In the old days of theatre and music hall, the management had a habit of putting one or two "plants" in an audience. (I've seen things growing in those old theatres!) These people were usually amiable specimens with an extensive range of laughter – from the incipient giggler, to the guffaw merchant; from the fat man convulsed with merry chuckles to the "Watch out, I could have a heart attack!" extremes of rolling in the aisles. But with the dawning of American television, the audience began to be just a drab piece on the board of show business success. (You tell 'em!) No matter that most studio comedy shows were done with a live audience, their amusement was not trusted as sufficient for the show's impact. (You're rolling now, DT!) Not content with placards that called for "laugh", "LAUGH" and "MORE!" (We were sheep!), the Laff Box was invented to make sure our response was at a properly "controlled" level. (Cries of "Shame!")

Mr Douglass was an engineer trained at the University of Nevada and then employed in the Navy, where he helped develop radar. After the War, he conceived of a laugh machine, using pre-recorded laughter, but with the capacity to vary it so that the mirth seemed spontaneous.

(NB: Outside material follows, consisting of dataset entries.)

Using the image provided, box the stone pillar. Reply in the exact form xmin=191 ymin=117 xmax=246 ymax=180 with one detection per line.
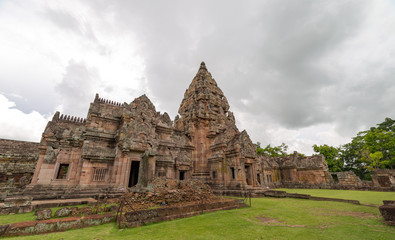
xmin=30 ymin=146 xmax=47 ymax=185
xmin=137 ymin=150 xmax=156 ymax=188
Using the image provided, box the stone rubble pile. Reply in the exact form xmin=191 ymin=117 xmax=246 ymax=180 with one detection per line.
xmin=119 ymin=178 xmax=220 ymax=211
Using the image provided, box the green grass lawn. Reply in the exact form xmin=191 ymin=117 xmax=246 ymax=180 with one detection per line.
xmin=276 ymin=188 xmax=395 ymax=206
xmin=3 ymin=195 xmax=395 ymax=240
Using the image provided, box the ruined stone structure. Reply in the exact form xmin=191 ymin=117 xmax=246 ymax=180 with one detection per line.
xmin=372 ymin=169 xmax=395 ymax=189
xmin=259 ymin=152 xmax=332 ymax=188
xmin=21 ymin=62 xmax=264 ymax=199
xmin=330 ymin=171 xmax=363 ymax=188
xmin=1 ymin=62 xmax=342 ymax=200
xmin=0 ymin=139 xmax=39 ymax=200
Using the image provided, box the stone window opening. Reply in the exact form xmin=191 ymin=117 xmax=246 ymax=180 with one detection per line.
xmin=266 ymin=174 xmax=272 ymax=183
xmin=92 ymin=168 xmax=108 ymax=182
xmin=56 ymin=164 xmax=69 ymax=179
xmin=212 ymin=171 xmax=217 ymax=179
xmin=230 ymin=167 xmax=235 ymax=179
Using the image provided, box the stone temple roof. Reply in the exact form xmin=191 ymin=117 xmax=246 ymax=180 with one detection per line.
xmin=178 ymin=62 xmax=230 ymax=121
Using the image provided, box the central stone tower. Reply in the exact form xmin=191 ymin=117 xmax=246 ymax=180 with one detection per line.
xmin=175 ymin=62 xmax=253 ymax=185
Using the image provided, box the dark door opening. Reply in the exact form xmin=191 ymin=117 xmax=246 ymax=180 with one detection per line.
xmin=179 ymin=171 xmax=186 ymax=180
xmin=245 ymin=165 xmax=252 ymax=185
xmin=57 ymin=164 xmax=69 ymax=179
xmin=331 ymin=174 xmax=339 ymax=183
xmin=257 ymin=174 xmax=261 ymax=184
xmin=128 ymin=161 xmax=140 ymax=187
xmin=230 ymin=167 xmax=235 ymax=179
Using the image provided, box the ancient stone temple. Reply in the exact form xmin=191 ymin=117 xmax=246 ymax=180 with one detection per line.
xmin=0 ymin=62 xmax=342 ymax=200
xmin=24 ymin=62 xmax=262 ymax=198
xmin=259 ymin=152 xmax=332 ymax=188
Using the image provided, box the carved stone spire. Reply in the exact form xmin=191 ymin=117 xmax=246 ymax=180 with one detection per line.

With endless refinements, he and his son developed a box as big as a laptop computer that could duplicate over 40 different audience responses – the laughter taking on the tones of boredom, warmth, outrage and hysteria. They even recognised that different races and peoples laughed in different ways – the canned laughter on black comedy shows is often given the hue or whoop of alleged black laughter.

Just because it happened a long time ago is no reason to be forgiving. The arrival of commercial television was a moment when the public virtually announced to the world, "Sure, it's OK, we can be watching a movie, or the news, or a sports event, and the system can interrupt it for commercials."

I once asked a college freshman class to write out their feelings if, on a record, the space between tracks was occupied by advertisements; if, in abook, every 16 pages there was a wedge of ads; or if a movie was broken up, as it ran, with ads. They were single-mindedly hostile to such innovations. Truly, the laugh tracks, the canned response system that triggers our own, is hideous.

So why raise such matters? Because our media is going to go through violent changes soon – movies delivered direct to our homes etc – changes that are so expensive they will likely raise the matter of how much our attention is sacrosanct. Attention, you will recall, is the one thing that so many of today's teachers have trouble holding. (What did he say? I forget.)